Я достаю из ящика перочинный ножик. На лезвии — несколько темно-зеленых частичек. Я открываю шкаф и еще раз просматриваю всю одежду. Нет ничего именно этого цвета. Яккельсен в койке издает приглушенные булькающие звуки.
Я достаю из ящика коробку с шахматами. Беру белого короля и черного ферзя и ставлю их на стол. Они искусно вырезаны из какого-то тяжелого дерева. Доска лежит на столе, она покрыта тонкой металлической пластиной. На судне, наверное, очень удобно иметь магнитные шахматы. Магниты находятся снизу — серые кружки под ножкой. На кружок наклеен кусочек зеленого фетра. Я засовываю лезвие ножа между ножкой короля и металлическим кружком. С некоторым напряжением мне удается его вынуть. На нем видны следы клея. Я кладу кружок на стол.
На ноже остается кусочек фетра, несколько зеленых ниточек, которые заметны, только если знаешь, что они там должны быть.

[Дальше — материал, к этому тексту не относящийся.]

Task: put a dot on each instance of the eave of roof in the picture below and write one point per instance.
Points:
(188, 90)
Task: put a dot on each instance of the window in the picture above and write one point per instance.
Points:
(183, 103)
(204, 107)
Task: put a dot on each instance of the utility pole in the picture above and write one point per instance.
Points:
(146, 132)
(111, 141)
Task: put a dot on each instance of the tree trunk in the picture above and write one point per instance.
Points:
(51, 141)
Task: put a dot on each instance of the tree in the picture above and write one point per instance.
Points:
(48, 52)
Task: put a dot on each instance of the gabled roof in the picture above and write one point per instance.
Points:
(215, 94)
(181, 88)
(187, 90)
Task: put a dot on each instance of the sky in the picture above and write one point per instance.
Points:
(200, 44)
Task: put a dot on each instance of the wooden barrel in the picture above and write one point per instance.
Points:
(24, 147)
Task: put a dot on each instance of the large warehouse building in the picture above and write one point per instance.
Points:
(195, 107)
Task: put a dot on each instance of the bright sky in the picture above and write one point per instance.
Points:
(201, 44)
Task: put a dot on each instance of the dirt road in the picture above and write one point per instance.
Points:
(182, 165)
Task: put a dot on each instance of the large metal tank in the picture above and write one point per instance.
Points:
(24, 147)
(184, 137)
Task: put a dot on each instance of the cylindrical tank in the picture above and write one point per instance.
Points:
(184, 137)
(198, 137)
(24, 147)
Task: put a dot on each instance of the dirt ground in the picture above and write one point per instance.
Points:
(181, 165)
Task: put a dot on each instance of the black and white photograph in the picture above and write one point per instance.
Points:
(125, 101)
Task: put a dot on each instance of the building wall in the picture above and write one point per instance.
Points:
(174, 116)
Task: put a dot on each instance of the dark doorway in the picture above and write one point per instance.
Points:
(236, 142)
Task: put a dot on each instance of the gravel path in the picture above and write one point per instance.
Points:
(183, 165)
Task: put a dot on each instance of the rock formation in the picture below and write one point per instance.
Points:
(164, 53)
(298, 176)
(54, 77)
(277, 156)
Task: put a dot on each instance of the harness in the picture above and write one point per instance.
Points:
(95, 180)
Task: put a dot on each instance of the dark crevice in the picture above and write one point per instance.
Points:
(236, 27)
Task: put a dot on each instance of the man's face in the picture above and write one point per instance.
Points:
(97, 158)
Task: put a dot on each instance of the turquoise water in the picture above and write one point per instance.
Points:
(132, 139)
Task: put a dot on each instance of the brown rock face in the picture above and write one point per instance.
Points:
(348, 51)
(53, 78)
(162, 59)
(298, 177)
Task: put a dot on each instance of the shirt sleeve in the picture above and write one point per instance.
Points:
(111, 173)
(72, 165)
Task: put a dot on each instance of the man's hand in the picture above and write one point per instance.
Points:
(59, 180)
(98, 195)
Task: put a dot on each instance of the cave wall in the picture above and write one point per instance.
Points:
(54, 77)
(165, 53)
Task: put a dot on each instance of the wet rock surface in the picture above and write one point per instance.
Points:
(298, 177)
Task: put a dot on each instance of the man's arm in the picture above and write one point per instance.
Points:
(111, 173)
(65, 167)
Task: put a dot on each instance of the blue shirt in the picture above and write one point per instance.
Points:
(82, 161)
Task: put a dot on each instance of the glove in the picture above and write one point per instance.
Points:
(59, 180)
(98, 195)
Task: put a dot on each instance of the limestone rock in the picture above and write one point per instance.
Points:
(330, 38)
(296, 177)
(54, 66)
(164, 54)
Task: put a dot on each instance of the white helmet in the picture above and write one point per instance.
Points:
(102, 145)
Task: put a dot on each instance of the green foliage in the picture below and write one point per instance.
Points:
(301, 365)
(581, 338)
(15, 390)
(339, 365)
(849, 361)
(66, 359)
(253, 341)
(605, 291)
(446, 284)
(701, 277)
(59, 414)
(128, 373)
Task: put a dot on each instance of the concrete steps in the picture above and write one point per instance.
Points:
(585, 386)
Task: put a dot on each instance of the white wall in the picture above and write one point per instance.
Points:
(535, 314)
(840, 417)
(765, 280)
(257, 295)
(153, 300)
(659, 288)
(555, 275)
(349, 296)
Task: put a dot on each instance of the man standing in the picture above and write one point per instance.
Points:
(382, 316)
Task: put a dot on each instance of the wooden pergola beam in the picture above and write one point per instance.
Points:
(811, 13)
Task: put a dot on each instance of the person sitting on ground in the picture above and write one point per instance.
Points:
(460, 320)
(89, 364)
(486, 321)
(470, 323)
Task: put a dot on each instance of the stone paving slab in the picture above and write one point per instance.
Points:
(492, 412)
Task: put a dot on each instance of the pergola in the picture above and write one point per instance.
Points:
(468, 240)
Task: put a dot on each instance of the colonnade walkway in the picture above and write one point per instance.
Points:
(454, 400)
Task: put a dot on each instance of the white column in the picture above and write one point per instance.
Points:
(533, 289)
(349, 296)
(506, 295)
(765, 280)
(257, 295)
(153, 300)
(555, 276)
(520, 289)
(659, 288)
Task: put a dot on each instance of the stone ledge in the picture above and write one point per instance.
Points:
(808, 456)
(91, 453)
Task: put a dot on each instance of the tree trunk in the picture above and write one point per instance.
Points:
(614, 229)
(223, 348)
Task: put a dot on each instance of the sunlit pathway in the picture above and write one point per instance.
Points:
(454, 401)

Фигурка полая. Она примерно восемь сантиметров в высоту, и во всю ее высоту просверлен цилиндр, полтора сантиметра в диаметре. По-видимому, это сделал не Яккельсен, они так и выглядели с самого начала. Но он использовал это. Снаружи находится кусочек пластилина. Под ним — три прозрачные пластиковые трубочки. Я вытряхиваю их. Под ними — еще четыре.
Я кладу их на место, запечатываю пластилином и приклеиваю магнит обратно. Я могла бы обследовать остальные фигурки, чтобы выяснить, сколько футляров помещается в пешку — два или три. Чтобы определить, какой у него запас — на четыре месяца или на шесть. Но мне хочется уйти отсюда. Одинокой даме не пристало слишком долго задерживаться в каюте незнакомого мужчины.